Люд пожаловал разный — незнакомый и неприятный. После молчания, продолжавшегося неизвестно сколько времени, наконец, заговорили. Заговорили все больше не по-русски или даже так — совсем не по-русски, ибо полковник Адлер не понимал ни слова, хотя перевод их жестов, их сочной артикуляции и слюнных брызг при особом уж зычном слове давался без особого труда. Явно демонстрируя свое недовольство, люди продолжали держаться пределов дверного проема и при этом все прибывали.
Таким образом сами собой образовались уже задние ряды и даже галерка: кто-то подтаскивал стулья и взгромождался на них, чтобы получше разглядеть собственно бенефицианта, который с угрюмым любопытством и озадаченностью — а что же дальше? — поглядывал на гостей.
Затем иноязычие понемногу стало рассеиваться, проясняться, вдруг послышались знакомые слова, сначала редко и по одиночке, потом все больше и больше. Прислушиваясь к ним, все замолчали, кроме двух, пробравшихся к авансцене, которые говорили между собой — один на плохом русском, другой — на хорошем, должно быть, немецком, и потребовалось еще немного времени, чтобы понять, что это не собеседники и что русская часть диалога является переводом того, что говорилось самому полковнику Адлеру.

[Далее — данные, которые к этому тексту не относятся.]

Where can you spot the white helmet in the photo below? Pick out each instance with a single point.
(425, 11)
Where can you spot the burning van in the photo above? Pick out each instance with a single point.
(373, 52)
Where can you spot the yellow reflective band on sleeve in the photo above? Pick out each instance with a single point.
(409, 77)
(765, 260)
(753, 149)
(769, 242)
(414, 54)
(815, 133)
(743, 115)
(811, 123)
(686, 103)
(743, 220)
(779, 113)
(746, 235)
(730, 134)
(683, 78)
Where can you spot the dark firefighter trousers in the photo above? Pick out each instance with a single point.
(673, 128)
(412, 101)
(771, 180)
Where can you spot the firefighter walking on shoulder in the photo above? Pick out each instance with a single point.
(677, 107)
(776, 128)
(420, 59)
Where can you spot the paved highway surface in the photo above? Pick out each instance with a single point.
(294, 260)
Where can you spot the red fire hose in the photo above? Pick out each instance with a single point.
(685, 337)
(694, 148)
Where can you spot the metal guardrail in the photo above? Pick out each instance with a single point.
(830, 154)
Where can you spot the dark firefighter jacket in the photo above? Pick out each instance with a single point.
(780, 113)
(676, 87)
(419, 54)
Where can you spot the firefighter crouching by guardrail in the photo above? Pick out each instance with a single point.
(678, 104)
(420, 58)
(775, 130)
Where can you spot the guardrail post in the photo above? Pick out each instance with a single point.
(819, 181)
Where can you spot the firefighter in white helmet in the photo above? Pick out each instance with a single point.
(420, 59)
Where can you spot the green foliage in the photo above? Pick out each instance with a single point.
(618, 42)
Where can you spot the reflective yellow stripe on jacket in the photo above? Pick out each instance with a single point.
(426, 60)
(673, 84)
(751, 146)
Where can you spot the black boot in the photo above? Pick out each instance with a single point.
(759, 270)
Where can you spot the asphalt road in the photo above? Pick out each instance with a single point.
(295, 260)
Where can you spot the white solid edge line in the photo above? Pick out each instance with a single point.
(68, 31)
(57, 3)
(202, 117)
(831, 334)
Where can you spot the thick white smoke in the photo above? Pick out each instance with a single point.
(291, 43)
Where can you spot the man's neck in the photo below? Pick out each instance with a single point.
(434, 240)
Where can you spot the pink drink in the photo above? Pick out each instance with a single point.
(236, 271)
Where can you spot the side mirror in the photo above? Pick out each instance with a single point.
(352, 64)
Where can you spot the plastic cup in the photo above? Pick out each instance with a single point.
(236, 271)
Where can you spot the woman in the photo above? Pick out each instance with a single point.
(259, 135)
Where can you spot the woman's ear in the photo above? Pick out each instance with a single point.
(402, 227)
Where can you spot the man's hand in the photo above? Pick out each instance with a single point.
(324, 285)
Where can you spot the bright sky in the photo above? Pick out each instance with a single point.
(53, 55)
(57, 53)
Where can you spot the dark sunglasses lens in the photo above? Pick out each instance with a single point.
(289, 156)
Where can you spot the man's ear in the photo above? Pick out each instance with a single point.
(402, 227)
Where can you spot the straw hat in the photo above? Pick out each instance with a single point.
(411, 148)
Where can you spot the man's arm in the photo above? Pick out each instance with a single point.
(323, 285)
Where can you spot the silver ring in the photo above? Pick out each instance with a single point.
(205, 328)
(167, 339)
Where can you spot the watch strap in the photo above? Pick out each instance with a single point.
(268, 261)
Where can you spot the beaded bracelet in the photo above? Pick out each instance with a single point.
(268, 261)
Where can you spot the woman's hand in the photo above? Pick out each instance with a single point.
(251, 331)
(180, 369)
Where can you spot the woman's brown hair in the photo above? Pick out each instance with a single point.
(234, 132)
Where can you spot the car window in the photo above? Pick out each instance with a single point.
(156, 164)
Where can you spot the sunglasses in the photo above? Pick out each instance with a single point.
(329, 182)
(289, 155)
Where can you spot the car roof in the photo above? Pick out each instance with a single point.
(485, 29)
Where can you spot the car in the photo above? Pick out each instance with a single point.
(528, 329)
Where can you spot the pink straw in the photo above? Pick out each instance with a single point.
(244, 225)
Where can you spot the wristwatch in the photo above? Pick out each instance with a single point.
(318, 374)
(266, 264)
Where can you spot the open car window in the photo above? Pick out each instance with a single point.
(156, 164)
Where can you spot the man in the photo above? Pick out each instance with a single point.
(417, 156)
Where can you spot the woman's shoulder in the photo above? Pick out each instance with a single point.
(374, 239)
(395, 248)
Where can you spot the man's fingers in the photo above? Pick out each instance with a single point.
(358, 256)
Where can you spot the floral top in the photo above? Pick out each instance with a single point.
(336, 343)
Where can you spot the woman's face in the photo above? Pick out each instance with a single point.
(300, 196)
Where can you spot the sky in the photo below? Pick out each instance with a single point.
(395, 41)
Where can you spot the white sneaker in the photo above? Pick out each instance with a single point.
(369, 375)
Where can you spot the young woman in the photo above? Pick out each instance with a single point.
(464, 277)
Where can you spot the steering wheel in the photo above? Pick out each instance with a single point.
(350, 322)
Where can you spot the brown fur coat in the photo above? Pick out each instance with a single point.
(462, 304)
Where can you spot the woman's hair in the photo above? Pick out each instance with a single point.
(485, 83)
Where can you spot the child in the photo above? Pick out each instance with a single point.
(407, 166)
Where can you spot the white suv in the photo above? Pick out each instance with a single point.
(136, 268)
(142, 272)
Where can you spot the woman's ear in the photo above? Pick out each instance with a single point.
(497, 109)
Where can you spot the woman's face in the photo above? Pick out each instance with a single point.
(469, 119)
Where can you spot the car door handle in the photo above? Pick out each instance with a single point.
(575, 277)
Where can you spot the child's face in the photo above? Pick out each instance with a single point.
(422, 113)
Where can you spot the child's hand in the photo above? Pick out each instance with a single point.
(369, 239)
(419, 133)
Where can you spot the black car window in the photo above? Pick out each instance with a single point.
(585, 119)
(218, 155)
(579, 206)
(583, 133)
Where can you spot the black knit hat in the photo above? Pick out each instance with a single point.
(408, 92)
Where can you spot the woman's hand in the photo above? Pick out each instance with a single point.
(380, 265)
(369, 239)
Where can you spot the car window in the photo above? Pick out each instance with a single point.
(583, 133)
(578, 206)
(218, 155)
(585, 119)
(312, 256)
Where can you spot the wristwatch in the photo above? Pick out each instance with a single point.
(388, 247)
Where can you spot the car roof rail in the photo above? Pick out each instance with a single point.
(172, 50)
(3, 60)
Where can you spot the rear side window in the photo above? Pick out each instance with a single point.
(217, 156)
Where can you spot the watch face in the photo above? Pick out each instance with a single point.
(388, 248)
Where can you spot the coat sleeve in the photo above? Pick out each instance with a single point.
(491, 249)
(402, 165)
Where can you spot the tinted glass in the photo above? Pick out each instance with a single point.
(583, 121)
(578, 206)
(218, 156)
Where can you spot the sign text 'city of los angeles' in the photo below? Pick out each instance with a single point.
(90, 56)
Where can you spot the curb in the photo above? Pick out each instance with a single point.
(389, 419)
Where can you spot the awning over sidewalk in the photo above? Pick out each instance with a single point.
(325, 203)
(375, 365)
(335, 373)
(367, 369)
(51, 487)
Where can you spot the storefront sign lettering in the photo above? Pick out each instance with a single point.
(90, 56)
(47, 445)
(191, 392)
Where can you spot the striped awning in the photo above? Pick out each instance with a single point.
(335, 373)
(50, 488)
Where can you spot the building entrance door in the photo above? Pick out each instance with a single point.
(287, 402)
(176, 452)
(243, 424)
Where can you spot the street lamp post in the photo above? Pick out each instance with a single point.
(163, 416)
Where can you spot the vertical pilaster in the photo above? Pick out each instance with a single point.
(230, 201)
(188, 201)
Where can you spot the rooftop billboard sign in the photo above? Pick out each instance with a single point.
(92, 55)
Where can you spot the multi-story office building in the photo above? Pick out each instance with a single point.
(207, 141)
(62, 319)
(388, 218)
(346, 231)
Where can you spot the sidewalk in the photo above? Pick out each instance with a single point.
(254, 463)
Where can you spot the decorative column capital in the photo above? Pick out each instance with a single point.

А говорилось в общем-то следующее: некоторые странности замечались за полковником Адлером и прежде, прежде всего отстраненность его лица, эта вкрадчивость походки, эта странная в конце концов форма, вызывавшая у одних желание отдать честь и съежиться, а у других — отправиться с ним на охоту, ибо получила быстрое распространение и доверие сплетня, что господин щеголяет не в военном, но в егерском мундире и что своих собак — вертлявую свору он прячет в подвале китайской прачечной в соседнем квартале.